Audit as a Service (AaaS)
A periodical service thanks to which you will achieve and maintain compliance of applied security measures with normative acts
What is AaaS?
Security audits conducted in the subscription service model, billed in a monthly subscription, are primarily characterized by the possibility of their implementation within the agreed time and scope.
We perform audits based on normative acts in addition to our own experience and technical recommendations that constitute a standard for security, e.g. ASVS, mASVS, CIS Controls, NIST Framework Controls.
Benefits of AaaS
Performing audits in a subscription model brings key benefits, not only in terms of compliance with regulations, but also a real increase in security.
The main benefit is the cyclical verification of security controls that are constantly evolving and have a significant impact on security and business continuity.
The scope of the audit enables verification of the organization's security for key ICT systems, business processes and key persons for the proper operation of the organization.
Another benefit is the possibility of an audit that complements penetration tests and enables verification of technical and organizational security measures.
Characteristics of AaaS
We conduct security audits, which ultimately indicate the possibility of using specific tools to minimize and manage risk and business continuity in the following areas:
- Preparedness to defend against security incidents, risk analysis, rules and procedures for IT security management in relation to technical protection measures, mapping of information resources and business processes;
- Compliance with PCI-DSS, ISO 27001, ISO 22301, TISAX, KRI, KSC, recommendations of the Polish Financial Supervision Authority, GDPR (GDPR);
- IT infrastructure - Operating systems, virtualization, wired and wireless networks, configuration of UTM/NG Firewall and security devices, management of mobile clients, etc.;
- IT applications - Internet-based Inter/Intra/Extranet, Active Directory, Microsoft SQL, PostgreSQL, MariaDB, MySQL, Oracle, Redis databases;
- Dedicated security systems: Data Leak/Loss Protection/Prevention, System Information and Event Management, Privilege Access Management.
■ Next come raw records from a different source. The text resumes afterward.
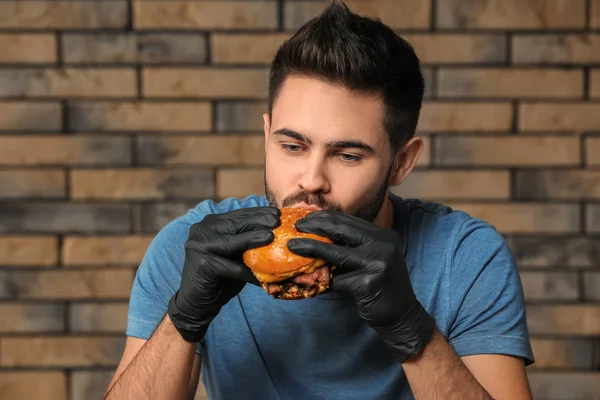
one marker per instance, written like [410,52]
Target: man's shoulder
[442,226]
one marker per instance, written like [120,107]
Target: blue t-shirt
[462,272]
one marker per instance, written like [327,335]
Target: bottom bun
[301,286]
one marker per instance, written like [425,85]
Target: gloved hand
[370,267]
[213,271]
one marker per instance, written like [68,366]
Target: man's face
[326,148]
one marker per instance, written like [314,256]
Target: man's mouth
[310,207]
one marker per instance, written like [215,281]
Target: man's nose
[314,177]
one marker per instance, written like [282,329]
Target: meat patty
[300,286]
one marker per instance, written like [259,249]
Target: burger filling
[300,286]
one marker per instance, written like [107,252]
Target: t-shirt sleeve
[487,306]
[157,279]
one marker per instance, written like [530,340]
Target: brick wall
[117,116]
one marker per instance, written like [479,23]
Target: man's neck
[385,218]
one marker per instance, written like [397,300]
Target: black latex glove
[213,271]
[370,267]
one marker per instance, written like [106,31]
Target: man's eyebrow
[338,144]
[292,134]
[351,144]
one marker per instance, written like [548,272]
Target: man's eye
[349,157]
[292,148]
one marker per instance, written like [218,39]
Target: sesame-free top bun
[275,262]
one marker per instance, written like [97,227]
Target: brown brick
[511,14]
[153,217]
[576,319]
[240,182]
[580,385]
[35,150]
[134,48]
[521,151]
[30,116]
[428,78]
[65,284]
[591,281]
[25,318]
[592,151]
[63,14]
[67,83]
[28,250]
[592,223]
[64,217]
[510,83]
[247,48]
[555,48]
[27,48]
[140,116]
[560,353]
[144,184]
[452,185]
[394,13]
[438,117]
[87,385]
[204,150]
[543,252]
[556,184]
[527,218]
[559,116]
[90,317]
[205,83]
[49,183]
[595,83]
[550,285]
[47,385]
[180,14]
[66,351]
[240,116]
[595,14]
[458,48]
[101,251]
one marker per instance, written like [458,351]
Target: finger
[229,245]
[339,227]
[341,282]
[227,269]
[344,257]
[243,220]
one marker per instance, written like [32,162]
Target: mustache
[316,199]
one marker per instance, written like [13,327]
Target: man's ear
[266,125]
[405,160]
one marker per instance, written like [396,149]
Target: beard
[368,210]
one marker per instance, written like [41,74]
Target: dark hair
[361,53]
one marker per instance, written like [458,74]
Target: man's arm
[438,372]
[161,369]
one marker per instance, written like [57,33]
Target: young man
[426,301]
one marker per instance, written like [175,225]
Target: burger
[283,274]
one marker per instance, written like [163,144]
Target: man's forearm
[160,370]
[439,373]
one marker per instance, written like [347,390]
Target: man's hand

Our experience and competence in the field of audits
So far, we have carried out over 200 audits for various companies and public administration units. We have also been audited ourselves, so we know how the audit process works on both sides: the auditor and the auditee.
Our auditors have lead auditor certificates in accordance with PN-EN ISO/IEC 27001, CISA and CISSP, which confirm the knowledge and maturity of the persons conducting the audit.
What is the price of the AaaS service?
The price of the audit directly depends on its duration and oscillates in a wide range from several to several dozen thousand zlotys.
How long does an audit take?
This is directly dependent on the scope being audited. The audit may take two days or two months, but it is worth mentioning that the first audit always takes the longest, because then we get to know your organization and collect data. In subsequent audits, we check previously known security features and verify the changes that have taken place.
What is the difference between a security audit and penetration testing?
Penetration tests consist in finding vulnerabilities in ICT systems, and the audit is a verification of the applied security measures and security rules for compliance with normative acts (laws, regulations, norms, standards).